First time accepted submitter IamIanB writes "Harvard Middle Eastern Studies student Todd Mostak's first tangle with big data didn't go well; trying to process and map 40 million geolocated tweets from the Arab Spring uprising took days. So while taking a database course across town at MIT, he developed a massively parallel database that uses GeForce Titan GPUs to do the data processing. The system sees 70x performance increases over CPU-based systems, and can out crunch a 1000 node MapReduce cluster, in some cases. All for around $5,000 worth of hardware. Mostak plans to release the system under an open source license; you can play with a data set of 125 million tweets hosted at Harvard's WorldMap and see the millisecond response time." I seem to recall a dedicated database query processor that worked by having a few hundred really small processors that was integrated with INGRES in the '80s.

3 of 135 comments (clear)

  1. and the most amazing thing by roman_mir · · Score: 4, Funny

    as the TFS states he uses GPUs to do the data processing, but you are never going to believe what he uses to store the actual data, you won't believe it, that's why it's not mentioned in TFS. Sure sure, it's PostgreSQL, but the way the data was stored physically was in the computer monitor itself. Yes, he punched holes in computer monitors with a chisel and used punch card readers to read those holes from the screens.

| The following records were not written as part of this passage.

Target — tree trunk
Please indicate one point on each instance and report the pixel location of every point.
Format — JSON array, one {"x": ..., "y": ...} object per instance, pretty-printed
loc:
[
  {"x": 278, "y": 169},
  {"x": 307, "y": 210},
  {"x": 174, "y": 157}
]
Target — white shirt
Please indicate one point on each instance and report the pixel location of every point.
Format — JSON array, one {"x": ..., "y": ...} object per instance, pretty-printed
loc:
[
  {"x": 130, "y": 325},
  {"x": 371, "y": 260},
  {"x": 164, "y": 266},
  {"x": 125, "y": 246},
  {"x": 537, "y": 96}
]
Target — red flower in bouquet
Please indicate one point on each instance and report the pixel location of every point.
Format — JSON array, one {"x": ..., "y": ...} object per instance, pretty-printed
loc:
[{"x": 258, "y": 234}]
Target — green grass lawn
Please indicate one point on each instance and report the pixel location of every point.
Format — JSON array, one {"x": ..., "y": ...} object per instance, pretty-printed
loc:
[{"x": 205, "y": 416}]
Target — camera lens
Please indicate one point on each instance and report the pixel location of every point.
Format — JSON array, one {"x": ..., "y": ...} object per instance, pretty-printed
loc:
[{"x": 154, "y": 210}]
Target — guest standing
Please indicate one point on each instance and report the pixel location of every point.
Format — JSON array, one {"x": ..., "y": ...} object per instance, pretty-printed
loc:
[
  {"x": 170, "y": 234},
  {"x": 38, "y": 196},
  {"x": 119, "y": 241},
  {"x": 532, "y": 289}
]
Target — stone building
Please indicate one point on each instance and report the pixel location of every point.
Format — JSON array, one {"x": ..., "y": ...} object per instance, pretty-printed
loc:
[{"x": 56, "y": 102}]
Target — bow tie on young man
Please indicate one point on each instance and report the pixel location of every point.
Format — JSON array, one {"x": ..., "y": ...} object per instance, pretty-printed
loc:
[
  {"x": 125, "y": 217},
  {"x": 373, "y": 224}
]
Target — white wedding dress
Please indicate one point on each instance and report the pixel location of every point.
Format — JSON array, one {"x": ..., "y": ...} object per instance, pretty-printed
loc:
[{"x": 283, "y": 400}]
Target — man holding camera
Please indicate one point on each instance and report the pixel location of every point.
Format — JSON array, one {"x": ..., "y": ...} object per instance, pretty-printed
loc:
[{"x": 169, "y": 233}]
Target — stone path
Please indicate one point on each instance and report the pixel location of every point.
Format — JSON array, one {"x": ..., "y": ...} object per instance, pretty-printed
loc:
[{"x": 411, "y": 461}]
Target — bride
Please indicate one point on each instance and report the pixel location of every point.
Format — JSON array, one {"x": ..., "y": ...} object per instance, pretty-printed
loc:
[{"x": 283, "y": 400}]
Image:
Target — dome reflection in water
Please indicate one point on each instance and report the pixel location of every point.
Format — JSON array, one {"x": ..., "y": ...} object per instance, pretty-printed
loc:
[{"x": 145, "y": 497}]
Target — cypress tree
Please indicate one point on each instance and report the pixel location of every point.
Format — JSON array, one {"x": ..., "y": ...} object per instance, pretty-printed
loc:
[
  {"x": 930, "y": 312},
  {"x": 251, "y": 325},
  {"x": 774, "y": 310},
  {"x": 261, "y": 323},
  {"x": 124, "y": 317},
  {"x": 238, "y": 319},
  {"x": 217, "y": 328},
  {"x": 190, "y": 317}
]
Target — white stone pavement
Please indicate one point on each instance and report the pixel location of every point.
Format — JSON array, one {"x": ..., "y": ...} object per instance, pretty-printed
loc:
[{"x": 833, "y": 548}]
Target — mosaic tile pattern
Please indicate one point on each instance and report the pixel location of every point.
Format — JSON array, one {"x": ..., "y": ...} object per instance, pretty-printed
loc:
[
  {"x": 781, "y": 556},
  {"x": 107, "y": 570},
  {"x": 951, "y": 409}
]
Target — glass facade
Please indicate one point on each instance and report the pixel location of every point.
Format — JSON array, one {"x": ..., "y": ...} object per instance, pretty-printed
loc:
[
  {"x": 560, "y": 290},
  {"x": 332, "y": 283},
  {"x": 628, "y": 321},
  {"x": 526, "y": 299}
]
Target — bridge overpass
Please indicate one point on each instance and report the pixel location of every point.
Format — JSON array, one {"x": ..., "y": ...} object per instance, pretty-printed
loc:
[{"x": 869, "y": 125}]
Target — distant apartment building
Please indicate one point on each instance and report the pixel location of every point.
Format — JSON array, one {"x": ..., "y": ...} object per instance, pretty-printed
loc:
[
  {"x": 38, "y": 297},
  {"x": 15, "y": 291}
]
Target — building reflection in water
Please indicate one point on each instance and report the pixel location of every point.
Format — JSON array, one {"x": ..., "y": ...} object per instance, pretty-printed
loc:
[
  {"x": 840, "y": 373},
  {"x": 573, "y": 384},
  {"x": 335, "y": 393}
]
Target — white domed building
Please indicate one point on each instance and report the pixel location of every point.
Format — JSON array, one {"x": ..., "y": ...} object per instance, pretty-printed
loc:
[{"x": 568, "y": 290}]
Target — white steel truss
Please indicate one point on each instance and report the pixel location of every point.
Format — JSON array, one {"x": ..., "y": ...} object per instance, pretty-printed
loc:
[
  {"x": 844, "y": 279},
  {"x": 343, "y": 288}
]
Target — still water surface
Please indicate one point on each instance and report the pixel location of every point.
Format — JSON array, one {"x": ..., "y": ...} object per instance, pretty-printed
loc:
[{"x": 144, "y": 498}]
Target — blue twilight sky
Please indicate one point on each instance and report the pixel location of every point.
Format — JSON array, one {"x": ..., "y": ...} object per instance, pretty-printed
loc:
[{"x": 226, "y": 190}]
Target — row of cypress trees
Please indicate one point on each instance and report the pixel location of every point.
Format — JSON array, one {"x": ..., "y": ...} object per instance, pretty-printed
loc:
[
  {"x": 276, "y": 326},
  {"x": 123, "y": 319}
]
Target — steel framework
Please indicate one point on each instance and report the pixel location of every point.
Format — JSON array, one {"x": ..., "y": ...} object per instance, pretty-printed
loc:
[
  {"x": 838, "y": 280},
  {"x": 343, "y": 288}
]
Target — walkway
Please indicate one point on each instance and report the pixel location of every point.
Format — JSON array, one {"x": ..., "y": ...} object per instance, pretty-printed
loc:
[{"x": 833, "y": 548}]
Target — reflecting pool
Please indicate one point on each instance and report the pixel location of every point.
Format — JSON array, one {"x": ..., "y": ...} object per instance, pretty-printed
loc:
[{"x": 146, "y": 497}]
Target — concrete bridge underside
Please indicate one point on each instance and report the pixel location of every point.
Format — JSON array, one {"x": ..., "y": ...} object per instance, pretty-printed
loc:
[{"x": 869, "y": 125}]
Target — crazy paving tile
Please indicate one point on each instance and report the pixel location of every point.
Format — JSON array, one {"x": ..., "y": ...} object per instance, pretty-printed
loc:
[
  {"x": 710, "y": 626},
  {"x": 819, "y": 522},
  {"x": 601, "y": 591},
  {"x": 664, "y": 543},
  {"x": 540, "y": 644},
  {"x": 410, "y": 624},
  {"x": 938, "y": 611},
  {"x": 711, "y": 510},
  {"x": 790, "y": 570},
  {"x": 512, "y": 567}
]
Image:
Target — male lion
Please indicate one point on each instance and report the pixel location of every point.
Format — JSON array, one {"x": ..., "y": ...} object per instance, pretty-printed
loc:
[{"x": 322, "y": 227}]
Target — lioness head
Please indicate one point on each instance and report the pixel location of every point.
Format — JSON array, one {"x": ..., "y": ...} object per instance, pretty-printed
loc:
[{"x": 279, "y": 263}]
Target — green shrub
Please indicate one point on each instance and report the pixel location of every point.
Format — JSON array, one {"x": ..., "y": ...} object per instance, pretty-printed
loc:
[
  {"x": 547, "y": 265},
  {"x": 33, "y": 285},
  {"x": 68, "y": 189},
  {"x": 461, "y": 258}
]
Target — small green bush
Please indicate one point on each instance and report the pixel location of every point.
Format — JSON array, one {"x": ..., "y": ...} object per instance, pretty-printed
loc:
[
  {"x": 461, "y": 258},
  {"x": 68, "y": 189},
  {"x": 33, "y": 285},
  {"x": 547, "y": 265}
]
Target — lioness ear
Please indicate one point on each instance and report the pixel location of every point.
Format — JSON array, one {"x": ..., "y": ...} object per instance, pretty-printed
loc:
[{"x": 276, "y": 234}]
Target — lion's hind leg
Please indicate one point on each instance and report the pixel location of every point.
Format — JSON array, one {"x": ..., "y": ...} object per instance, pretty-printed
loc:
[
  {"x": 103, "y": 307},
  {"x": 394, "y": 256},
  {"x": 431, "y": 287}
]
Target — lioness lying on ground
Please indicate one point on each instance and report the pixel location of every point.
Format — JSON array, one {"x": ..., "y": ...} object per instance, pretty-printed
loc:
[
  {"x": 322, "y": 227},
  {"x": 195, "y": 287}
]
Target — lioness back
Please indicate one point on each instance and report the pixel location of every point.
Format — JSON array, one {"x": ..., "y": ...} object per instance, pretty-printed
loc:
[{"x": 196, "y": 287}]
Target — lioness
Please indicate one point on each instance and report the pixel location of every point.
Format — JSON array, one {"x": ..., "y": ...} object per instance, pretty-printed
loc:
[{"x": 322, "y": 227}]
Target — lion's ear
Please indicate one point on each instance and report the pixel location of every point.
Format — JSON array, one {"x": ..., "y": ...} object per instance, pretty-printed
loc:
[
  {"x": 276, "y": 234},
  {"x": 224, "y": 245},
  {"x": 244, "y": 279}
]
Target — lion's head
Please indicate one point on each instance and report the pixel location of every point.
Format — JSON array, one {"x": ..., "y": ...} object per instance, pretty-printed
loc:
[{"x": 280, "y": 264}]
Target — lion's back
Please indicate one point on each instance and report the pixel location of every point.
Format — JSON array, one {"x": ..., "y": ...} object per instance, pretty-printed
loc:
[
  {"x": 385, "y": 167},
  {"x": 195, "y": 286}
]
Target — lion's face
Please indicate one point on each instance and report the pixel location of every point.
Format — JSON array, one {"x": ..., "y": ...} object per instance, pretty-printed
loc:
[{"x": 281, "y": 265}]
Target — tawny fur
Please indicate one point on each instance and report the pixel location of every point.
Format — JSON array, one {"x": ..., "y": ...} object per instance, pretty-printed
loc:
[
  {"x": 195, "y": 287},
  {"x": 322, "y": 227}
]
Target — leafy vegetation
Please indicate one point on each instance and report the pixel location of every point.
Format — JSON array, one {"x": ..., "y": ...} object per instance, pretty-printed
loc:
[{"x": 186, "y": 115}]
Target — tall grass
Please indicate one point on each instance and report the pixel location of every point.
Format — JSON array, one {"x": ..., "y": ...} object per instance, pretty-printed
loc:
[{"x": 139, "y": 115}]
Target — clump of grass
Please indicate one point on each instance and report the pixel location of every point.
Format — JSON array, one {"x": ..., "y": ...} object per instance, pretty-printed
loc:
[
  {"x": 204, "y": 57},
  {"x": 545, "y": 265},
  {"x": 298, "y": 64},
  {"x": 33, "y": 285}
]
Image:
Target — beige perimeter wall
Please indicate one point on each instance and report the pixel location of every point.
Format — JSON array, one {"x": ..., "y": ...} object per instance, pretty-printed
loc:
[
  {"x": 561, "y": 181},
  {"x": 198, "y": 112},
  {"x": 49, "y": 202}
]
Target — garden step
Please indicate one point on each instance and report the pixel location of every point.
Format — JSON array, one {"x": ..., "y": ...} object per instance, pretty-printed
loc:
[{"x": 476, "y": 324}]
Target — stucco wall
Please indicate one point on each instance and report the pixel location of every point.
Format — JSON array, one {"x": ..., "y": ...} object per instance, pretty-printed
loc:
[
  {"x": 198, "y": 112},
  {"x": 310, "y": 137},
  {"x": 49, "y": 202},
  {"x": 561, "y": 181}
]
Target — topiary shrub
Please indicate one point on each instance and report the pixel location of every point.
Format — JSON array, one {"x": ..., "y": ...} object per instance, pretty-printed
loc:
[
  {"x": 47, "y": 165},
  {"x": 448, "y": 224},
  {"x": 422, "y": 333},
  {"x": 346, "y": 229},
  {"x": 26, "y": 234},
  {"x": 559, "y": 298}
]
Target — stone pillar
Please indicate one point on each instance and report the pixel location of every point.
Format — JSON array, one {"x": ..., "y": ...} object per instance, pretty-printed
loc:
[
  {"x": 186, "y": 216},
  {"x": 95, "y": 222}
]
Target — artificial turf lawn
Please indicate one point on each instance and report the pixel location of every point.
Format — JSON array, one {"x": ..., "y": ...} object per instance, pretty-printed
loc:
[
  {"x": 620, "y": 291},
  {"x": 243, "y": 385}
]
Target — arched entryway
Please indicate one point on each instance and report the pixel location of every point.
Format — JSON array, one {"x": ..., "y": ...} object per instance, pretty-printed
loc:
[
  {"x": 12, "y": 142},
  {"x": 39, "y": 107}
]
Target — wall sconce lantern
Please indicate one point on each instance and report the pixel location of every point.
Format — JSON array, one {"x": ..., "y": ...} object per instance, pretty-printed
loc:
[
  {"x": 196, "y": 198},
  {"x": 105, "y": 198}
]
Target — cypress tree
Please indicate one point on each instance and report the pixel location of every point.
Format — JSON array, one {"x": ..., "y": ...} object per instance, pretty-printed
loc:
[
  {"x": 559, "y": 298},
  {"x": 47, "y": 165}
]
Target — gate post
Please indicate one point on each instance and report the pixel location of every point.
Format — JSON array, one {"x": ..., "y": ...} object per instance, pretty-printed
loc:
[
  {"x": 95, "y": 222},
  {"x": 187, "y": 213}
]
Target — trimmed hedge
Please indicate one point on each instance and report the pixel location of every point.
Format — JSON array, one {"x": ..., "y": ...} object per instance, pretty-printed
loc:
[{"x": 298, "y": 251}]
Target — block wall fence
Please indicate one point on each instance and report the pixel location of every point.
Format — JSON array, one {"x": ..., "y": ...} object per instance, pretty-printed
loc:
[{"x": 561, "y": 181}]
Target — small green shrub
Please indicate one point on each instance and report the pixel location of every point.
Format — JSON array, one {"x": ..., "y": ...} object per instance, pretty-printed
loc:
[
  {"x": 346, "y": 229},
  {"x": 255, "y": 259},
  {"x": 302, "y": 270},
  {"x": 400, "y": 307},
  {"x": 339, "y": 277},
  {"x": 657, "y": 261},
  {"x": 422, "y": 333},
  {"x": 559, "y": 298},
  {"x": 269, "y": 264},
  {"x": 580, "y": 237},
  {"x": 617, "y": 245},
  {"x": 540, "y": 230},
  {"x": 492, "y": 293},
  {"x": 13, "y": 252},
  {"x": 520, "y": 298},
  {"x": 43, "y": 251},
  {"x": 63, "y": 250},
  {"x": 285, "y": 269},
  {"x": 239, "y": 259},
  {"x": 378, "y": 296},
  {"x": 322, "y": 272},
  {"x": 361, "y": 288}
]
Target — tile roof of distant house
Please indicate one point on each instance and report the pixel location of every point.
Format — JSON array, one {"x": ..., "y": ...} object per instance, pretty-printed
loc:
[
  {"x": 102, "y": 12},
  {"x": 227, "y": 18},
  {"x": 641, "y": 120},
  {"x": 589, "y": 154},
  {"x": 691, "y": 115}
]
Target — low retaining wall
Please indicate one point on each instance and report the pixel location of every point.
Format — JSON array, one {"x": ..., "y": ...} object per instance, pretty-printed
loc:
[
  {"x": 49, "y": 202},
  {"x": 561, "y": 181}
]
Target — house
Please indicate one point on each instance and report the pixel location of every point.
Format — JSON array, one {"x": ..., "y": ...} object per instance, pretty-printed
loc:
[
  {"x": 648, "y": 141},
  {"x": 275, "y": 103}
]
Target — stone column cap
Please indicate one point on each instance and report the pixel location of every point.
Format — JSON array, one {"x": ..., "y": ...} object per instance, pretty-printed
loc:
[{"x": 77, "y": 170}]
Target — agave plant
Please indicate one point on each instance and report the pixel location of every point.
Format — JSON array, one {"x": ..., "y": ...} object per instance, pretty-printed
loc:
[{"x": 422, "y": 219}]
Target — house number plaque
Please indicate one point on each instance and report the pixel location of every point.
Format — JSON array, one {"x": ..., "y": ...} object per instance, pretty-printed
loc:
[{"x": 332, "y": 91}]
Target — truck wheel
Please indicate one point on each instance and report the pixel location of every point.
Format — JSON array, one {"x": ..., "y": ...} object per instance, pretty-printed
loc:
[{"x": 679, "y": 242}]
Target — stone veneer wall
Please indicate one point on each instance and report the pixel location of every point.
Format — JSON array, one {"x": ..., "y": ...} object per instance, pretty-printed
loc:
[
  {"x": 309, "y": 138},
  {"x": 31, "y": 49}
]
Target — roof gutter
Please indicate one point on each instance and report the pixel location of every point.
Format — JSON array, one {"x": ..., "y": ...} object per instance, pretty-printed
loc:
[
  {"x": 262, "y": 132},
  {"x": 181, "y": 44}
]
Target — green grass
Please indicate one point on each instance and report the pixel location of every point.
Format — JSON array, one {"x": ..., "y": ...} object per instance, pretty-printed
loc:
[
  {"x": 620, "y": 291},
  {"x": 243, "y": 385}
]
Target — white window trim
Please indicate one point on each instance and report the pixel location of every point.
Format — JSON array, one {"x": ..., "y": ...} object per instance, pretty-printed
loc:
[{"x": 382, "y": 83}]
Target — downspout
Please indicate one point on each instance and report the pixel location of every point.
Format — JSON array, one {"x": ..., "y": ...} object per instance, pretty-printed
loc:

    1. Re:and the most amazing thing by eyenot · · Score: 4, Funny

      Mod parent up!

      Also: I heard he's using the printer port for commuication. By spooling tractor feed paper between two printers in a loop, and by stopping and starting simultaneous paper-feed jobs, he can create a cybernetic feedback between the two printers that results in a series of quickly occurring "error - paper jam" messages that (due to two taped-down "reset" buttons) are quickly translated from the wide bandwidth analog physical matrix into kajamabits of digital codes. The perceived bandwidth gain is much higher than just a single one or zero at a time.

      That way, he can access the mainframe any time, from any physical location, and it will translate directly into a virtual presence.

      --
      "Stratigraphically the origin of agriculture and thermonuclear destruction will appear essentially simultaneous" -- Lee
  2. Re:I'm not a computer scientist, and... by Anonymous Coward · · Score: 3, Funny

    Now however if your data is _independent_ then you can distribute the work out to each core.

    Let me translate this into a woman-baby analogy: if one woman can have a baby in 9 months, then 9 women can have 9 babies in 9 months. At first the challenge is joggling with the timing of dates and dividing the calendar for conception events as near as possible to each other to keep up the efficiency and synchronization. Afterwards the challenge is the alimony, paying up college and particularly the Thanksgiving, when the fruits of the labor come together.